The phrase “they don’t make them like they used to” certainly rings true here and having both Hepburn and Bogart on screen in the same film is a bit like having Robert De Niro and Meryl Streep on screen nowadays. John Huston directed this timeless classic based off a novel from C. S. Forester, perhaps better-known for his “Horatio Hornblower” novels. I’m reminded of the first time I saw this movie, back in the mid 80’s. I wasn’t the film buff I am now, but remember seeing a broken down Bogart chest high in water pulling a boat through the water. This is late in the movie, of course, but I asked my mother what the movie was and we watched the rest of it. The movie, now sixty, years old hasn’t lost any of its charm or allure and I doubt sixty years from now much won’t have changed. “The African Queen” is one of those movies that seems to have it all, action, romance and drama and it works well on each of those levels. If you’re a fan of the movie then I need say no more and if you’ve never seen the film, well I can only give it my highest recommendation.

Video: How does it look?

“The African Queen” is one of those moves that came out just before widescreen films were showing up and as such, the 1.37:1 full-frame transfer will be window-boxed on your HDTV. Still, this isn’t a totally bad thing as I’ve seen this movie on VHS and even basic cable and let me assure you that the picture quality is significantly improved with this initial Blu-ray release. There’s a sticker on the front of the box that claims this movie as been “meticulously restored” and I believe it. From the opening credits, the film has a saturation of colors that I’d not seen before. Upon previous viewings this had a very washed out feeling to it with no real depth. I’m happy to say that this does as good as I’ve ever seen it. Granted, it doesn’t hold a candle to the modern-day transfers out there. Still, we’ve waited a long, long time for this movie to be on DVD and Blu-ray, so Paramount did do this right.

Audio: How does it sound?

Audio-wise this won’t be the disc you pop in to demo your system, there are plenty of other movies for that. “The African Queen” sports a Dolby Digital mono track that sounds pretty darn good. Granted, with a mono track the audio options are severely limited as we only get sound out of one channel, but the sound is strong and doesn’t have that “hissed” or “dated” feel to it like some films of this age. There are a few times in the movie where there was some faux surround sounds like the mosquitoes and some insect chirps from the river, but they’re few and far between. Dialogue is very consistent and strong as well. Like the video, this is a good track but can’t hold a candle to the modern-day soundtracks out there.
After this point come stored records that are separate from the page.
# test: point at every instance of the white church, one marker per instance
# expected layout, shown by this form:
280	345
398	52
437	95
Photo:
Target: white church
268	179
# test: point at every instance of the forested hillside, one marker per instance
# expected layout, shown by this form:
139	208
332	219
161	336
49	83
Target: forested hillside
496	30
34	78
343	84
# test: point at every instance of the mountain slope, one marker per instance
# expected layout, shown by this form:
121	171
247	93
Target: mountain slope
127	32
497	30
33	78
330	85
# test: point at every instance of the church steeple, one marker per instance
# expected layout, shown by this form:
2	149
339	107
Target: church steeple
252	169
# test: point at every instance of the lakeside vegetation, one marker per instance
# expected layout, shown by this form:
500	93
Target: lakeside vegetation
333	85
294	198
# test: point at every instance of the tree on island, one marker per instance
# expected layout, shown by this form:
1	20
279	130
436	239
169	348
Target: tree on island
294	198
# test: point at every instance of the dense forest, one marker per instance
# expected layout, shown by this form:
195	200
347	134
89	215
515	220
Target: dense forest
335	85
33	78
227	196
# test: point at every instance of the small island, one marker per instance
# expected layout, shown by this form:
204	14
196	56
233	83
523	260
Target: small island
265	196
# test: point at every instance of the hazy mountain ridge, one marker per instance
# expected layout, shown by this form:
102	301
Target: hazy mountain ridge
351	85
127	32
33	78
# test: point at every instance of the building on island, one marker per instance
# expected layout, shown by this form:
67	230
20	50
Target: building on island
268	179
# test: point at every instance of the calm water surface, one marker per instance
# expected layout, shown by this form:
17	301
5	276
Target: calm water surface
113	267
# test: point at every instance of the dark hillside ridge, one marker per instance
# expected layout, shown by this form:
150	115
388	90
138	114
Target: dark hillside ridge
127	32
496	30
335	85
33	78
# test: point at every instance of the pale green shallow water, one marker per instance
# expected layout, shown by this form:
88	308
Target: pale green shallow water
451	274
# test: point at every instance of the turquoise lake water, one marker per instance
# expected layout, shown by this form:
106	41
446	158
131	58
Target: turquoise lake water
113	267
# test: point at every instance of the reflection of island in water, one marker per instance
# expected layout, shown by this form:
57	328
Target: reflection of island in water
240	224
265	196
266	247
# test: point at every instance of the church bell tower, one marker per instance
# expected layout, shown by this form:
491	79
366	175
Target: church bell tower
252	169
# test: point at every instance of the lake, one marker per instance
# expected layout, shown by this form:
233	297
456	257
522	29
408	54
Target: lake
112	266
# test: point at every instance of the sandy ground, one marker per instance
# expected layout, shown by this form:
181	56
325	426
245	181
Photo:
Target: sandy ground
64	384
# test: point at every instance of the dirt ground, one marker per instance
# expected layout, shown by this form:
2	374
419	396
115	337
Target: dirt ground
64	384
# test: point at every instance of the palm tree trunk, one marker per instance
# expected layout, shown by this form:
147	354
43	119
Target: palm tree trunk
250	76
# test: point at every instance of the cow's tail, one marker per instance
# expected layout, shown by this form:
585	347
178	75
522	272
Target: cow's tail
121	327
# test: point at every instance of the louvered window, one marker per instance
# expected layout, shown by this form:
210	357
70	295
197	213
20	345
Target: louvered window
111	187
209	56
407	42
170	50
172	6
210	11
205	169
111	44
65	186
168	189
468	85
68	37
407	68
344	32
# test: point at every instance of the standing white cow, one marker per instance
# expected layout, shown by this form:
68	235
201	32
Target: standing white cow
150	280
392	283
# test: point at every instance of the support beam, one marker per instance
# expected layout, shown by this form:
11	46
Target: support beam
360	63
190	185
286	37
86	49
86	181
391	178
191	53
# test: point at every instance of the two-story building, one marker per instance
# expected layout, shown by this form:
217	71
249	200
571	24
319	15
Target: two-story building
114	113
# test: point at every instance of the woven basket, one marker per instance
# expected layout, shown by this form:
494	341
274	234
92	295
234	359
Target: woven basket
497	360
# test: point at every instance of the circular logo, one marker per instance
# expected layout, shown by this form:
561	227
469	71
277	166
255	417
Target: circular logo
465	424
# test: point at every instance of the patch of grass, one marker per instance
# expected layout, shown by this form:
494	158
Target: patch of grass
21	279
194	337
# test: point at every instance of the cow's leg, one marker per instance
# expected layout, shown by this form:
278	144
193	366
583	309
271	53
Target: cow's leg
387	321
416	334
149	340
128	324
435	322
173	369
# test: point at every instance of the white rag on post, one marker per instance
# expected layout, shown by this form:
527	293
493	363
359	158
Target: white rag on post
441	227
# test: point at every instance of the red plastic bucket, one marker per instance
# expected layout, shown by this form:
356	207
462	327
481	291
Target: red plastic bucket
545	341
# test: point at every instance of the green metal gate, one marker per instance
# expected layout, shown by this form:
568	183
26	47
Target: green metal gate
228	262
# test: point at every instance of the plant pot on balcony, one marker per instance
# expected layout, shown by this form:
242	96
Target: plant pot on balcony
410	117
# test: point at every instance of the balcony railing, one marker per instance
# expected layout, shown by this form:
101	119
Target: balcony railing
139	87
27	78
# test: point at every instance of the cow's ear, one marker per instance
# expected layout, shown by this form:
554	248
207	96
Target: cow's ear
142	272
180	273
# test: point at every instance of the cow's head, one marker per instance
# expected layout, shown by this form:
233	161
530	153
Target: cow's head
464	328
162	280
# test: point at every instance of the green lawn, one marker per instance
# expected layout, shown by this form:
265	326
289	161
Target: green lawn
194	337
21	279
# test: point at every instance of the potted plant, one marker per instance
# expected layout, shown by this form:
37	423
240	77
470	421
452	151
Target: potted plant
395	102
Supplements: What are the extras?

There’s only one supplement on this disc, but it’s worth it. An hour long documentary entitled “Embracing Chaos: Making ‘The African Queen’ gives us some insight from those associated with the film (those who are still alive, anyway) the trip as to how the movie made it from book to screen, how it was produced, cast and the adventures that Bogart, Hepburn, Bacall and Huston had in Africa. This is shown in HD and gives you pretty much everything you need to know about the movie and is a must see.